WALLHAUSEN/NAHEDAPD

Weingut „666 - Metal Wines“ an der Nahe will Headbanger überzeugen

Von außen sieht das kleine Einfamilienhaus mit angrenzendem Hof aus wie ein ganz normales Weingut - eines von vielen an der Nahe: Ein Familienbetrieb mit Stammkundschaft, einem Weingeschäft und einer Obstbrennerei. Doch tönen da nicht rockige E-Gitarren-Klänge aus den Fenstern? Gut möglich, denn neben dem traditionsreichen Weingut Schott gibt es hier, im rheinland-pfälzischen Wallhausen nahe Bad Kreuznach, noch ein weiteres: Das Weingut „666 - Metal Wines“.

„Etwas Neues“ wollte Michael Schott, Jungwinzer und gelernter Weinbautechniker, schon machen, nachdem er 2009 ins Familienweingut eingestiegen war. Es umzukrempeln, wie es viele Jungwinzer tun, „das war bei uns nicht nötig“, erklärt der 28-Jährige selbstbewusst. Also machte er seine zweite Leidenschaft - das Hören und das Spielen von gitarrenlastiger Heavy-Metal-Musik - zum Ausgangspunkt.

Wein statt Bier für Metal-Fans

In einer Band lernte Schott den Mediengestalter Tobias Schäfer kennen - „666 Metal Wines“ ist ihr gemeinsames Projekt.
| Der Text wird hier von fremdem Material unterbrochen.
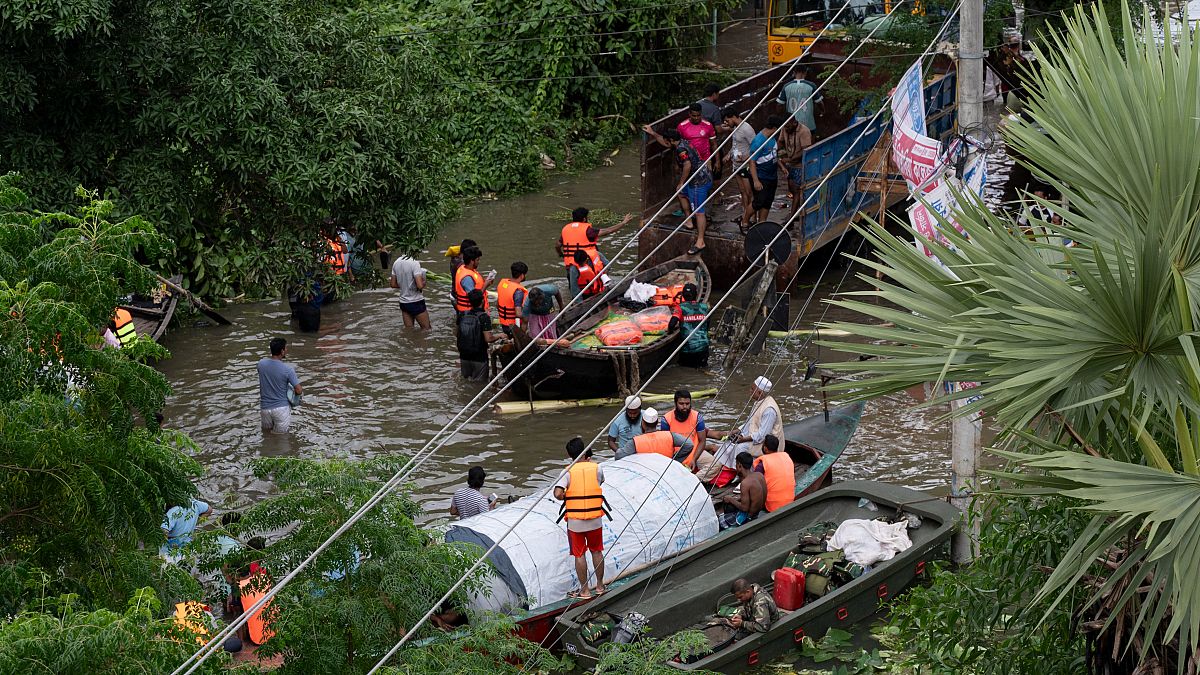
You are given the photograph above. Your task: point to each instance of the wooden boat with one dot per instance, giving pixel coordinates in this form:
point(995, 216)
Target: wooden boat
point(815, 443)
point(151, 314)
point(694, 584)
point(570, 371)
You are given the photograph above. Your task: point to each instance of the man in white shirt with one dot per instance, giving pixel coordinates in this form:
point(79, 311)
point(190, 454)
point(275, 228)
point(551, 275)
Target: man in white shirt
point(408, 276)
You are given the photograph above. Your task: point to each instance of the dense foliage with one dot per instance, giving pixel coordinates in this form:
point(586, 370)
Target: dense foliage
point(85, 472)
point(249, 129)
point(1081, 335)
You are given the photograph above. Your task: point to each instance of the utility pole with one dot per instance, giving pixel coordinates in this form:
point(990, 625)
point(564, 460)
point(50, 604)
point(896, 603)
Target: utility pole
point(965, 430)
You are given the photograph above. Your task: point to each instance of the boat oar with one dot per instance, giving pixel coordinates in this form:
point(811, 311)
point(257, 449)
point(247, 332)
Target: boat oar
point(511, 407)
point(198, 303)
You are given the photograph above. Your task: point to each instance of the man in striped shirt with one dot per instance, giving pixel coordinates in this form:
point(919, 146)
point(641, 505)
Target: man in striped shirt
point(469, 501)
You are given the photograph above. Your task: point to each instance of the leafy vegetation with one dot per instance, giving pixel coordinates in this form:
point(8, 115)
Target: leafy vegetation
point(251, 130)
point(1081, 335)
point(85, 472)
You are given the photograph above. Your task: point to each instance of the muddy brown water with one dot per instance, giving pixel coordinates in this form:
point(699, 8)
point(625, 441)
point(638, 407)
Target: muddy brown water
point(373, 388)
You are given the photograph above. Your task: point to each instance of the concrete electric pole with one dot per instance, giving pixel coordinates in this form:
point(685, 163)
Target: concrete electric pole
point(965, 431)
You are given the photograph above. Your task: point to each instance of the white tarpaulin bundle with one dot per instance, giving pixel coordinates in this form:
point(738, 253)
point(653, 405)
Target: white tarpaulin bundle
point(868, 542)
point(533, 563)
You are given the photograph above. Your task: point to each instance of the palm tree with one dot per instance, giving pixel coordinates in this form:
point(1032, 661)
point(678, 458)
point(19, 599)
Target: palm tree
point(1098, 338)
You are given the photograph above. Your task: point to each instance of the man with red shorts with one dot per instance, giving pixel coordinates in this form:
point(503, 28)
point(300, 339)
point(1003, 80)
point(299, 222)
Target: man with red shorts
point(585, 508)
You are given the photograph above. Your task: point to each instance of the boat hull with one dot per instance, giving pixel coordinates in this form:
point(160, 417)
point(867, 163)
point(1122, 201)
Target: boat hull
point(695, 581)
point(576, 374)
point(816, 441)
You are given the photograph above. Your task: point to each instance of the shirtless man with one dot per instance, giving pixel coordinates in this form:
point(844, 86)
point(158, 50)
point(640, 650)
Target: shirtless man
point(750, 499)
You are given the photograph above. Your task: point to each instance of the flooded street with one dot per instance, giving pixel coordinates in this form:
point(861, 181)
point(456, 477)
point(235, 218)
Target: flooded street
point(372, 387)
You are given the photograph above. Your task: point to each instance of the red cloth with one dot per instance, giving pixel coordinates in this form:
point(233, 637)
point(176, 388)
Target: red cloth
point(589, 541)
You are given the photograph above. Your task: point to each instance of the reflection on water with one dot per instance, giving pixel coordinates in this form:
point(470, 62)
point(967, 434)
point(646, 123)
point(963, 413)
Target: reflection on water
point(373, 387)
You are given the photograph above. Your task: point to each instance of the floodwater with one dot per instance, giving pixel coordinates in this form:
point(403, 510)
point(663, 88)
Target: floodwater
point(373, 388)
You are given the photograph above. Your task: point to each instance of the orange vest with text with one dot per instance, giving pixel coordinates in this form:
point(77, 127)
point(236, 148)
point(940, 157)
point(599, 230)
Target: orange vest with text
point(780, 475)
point(460, 299)
point(505, 302)
point(659, 442)
point(688, 430)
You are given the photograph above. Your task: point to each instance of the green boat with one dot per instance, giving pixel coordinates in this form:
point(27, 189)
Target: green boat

Der 2011er „Stoner Rock“ und der 2010er „Black Hills“ sind die ersten Metal-Weine. „Stoner Rock“ ist ein Cuvee aus Scheurebe, Riesling und ein wenig Sauvignon Blanc, der dunkle Rotwein wird geprägt von der Dunkelfelder-Traube, gemischt mit Regent. Im Metal-Jargon klingt das allerdings ein wenig anders: „Es ist Dein Festival. Deine Lieblingsband spielt. Du riechst die steinige Erde. Willst die reine Natur schmecken. Jemand reicht Dir ’ne Pulle ’Stoner Rock‘! Das ist Dein Moment!“

„Wir wollen an die Metal-Szene ran“, sagt Michael Schott, genannt Michel. Dass Fans der harten Rock-Töne nur Bier trinken, sei nämlich ein Vorurteil. Wein erlebe „einen totalen Boom“, sagt der Winzer, und das merke man auch bei Festivals oder Konzerten. Die Mitglieder seiner neuen Band Promince kommen allesamt aus der Weinregion Nahe. Geprobt wird im Weingut Schott - und dabei wird gerne auch die eine oder andere Flasche Wein geleert. „Unsere ganzen Songs sind vom Wein inspiriert“, sagt Schott schmunzelnd. Was habe da näher gelegen, als Wein und Musik zu verbinden?

Slogan: „Metal up your ass!“

Zumal diese Idee so ganz neu nicht ist: Die Toten Hosen machen seit einigen Jahren einen Wein zusammen mit dem Nahe-Weingut Tesch. Auch international ist das Phänomen verbreitet. The Police, Pink Floyd, die Rolling Stones, sie alle vertreiben längst ihren „eigenen“ Wein. Je 1.000 Flaschen Weiß- und Rotwein wurden in diesem Jahr abgefüllt, 200 sind schon verkauft. Im Frühjahr wollen die beiden Metal-Weinmacher bei den Hard Rock Cafés im Land anklopfen. Das Backstage-Catering beim berühmten Metal-Festival in Wacken „wäre ein Traum“, gesteht Michel. Für die Weinszene wäre das wohl eine kleine Revolution - aber schließlich ist ja auch Metal Ausdruck von Rebellion. Im Frühjahr wird Schott mit seiner Band Promince in Köln spielen, dann soll es die erste Metal-Wein-Probe geben: Mit Live-Konzert und von der Bühne aus moderiert.